Ok, I could do what I have done before since Apple finally caught up with the rest of the world and used x86 processors, I can install Windows on an Apple box natively rather than mess around with virtualisation. But fundamentally the same problem remains, do they have a single box that is both affordable and has multiple socket CPU configurations? As far as I'm concerned, any form of software clustering, or virtual CPU distribution is no solution. Even if it were technically viable, a bag of apples isn't going to be cost effective.
To reiterate, I am not trying to build a top500 cluster for peanuts. I want a higher power desktop without paying server level money.
To help indicate what I was hoping exists, but I assume does not, this is the last dual socket box I built:

Here you see two Prestonia 2.4 GHz processors on an Asus PC DL motherboard. This was rather unique as it used a desktop chipset not a server one to provide the dual CPU support. The Presonias were mid generation netburst Xeon processors with HT, which were an easy overclock to 3.2 GHz. I was running a 2 CPU 4 thread system at 3.2 GHz in 2004. Dual core in a single socket didn't come along for another year, which eventually negated the need for dual socket in the affordable enthusiast market and I don't recall seeing anything like it since.

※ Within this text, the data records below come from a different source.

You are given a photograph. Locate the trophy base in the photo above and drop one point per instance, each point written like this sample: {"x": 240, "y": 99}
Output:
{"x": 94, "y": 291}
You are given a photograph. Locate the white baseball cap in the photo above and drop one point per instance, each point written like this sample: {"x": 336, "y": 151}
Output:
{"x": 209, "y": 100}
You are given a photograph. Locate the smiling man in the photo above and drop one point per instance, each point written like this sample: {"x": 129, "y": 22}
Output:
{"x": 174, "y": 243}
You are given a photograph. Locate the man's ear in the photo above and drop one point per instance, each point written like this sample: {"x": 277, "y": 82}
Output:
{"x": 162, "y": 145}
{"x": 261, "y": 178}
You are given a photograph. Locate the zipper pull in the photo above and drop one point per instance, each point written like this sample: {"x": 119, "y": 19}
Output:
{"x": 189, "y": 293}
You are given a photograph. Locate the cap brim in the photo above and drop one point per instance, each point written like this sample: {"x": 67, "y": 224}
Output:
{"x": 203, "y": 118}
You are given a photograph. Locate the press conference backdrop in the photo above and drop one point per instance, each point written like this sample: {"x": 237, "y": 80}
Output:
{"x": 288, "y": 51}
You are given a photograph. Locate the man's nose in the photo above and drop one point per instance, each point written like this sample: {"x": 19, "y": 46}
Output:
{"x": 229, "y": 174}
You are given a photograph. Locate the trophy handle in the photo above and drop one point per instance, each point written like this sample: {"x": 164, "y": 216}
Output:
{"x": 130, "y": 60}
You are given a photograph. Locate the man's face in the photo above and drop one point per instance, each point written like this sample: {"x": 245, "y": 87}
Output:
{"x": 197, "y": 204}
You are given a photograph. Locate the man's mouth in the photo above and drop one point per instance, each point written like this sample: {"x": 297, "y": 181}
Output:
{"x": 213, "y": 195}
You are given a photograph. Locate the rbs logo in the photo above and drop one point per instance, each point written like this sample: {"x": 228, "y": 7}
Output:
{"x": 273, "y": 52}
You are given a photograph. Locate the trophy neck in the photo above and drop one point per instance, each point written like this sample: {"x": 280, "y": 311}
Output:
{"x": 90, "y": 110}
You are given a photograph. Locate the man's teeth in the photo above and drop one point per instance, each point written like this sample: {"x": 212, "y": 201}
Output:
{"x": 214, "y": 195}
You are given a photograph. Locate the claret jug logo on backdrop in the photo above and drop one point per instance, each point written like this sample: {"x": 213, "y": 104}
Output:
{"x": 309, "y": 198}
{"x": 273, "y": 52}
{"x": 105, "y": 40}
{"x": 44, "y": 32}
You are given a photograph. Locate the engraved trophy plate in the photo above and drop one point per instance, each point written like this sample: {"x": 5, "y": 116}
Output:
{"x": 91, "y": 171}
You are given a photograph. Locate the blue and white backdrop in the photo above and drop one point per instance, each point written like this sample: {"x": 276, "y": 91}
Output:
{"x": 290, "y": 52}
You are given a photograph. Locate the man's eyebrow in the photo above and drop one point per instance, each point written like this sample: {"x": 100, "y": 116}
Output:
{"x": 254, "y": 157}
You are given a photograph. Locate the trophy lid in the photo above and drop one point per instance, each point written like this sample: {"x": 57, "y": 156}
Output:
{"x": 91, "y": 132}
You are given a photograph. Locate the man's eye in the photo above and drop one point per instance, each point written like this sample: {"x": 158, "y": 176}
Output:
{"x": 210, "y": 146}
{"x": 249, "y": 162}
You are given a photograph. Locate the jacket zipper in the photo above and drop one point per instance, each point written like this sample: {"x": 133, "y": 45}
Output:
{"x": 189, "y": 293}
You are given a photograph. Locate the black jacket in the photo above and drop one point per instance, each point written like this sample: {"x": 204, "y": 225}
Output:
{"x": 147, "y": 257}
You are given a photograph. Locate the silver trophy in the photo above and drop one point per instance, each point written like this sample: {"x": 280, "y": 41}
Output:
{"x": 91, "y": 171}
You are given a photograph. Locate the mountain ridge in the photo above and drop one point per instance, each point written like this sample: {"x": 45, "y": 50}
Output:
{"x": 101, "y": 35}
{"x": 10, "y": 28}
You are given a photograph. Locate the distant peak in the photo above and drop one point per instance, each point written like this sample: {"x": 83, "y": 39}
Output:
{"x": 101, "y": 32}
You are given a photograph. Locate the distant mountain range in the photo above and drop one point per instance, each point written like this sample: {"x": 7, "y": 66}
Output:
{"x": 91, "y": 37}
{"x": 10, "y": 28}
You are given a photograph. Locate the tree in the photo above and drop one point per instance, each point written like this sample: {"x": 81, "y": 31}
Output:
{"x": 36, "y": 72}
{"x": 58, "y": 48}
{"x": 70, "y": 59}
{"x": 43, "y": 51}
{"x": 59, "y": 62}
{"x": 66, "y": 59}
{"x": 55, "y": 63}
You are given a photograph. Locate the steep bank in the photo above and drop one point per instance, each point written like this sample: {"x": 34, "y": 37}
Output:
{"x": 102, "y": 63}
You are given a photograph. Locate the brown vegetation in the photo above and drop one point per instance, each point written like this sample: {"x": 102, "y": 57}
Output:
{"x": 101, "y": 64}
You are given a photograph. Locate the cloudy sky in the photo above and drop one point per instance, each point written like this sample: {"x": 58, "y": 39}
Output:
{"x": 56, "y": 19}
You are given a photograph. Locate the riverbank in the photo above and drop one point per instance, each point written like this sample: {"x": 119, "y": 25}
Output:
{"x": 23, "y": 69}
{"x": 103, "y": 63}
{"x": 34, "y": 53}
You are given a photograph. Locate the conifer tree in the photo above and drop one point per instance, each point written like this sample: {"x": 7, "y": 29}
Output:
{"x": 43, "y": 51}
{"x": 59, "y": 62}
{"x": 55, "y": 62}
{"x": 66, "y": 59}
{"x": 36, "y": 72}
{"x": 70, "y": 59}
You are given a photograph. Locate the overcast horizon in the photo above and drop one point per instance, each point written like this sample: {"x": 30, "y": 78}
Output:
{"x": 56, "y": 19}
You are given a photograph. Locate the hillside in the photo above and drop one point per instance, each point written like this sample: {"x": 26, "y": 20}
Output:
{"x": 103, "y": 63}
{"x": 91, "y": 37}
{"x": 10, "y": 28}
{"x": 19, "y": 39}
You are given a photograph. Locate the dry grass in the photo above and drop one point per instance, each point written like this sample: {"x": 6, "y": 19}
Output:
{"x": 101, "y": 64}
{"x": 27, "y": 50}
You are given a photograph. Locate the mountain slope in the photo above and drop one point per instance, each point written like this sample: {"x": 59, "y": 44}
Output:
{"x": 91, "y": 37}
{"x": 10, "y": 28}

I have also evaluated the other options. AMD X6 processors are just generationally too old. My stock SB i7-2600k has as much throughput as my overclocked X6 at 3.5 GHz. From reports out there, Bulldozer is worse even with the two extra so called cores, they really cheaped out on the shared FPU design which cripples it from anything I want to run, as most geekier software is still heavy on the FPU and not integer instructions as focused on by AMD. So that leaves SB, IB and server variants thereof as possible upgrade options.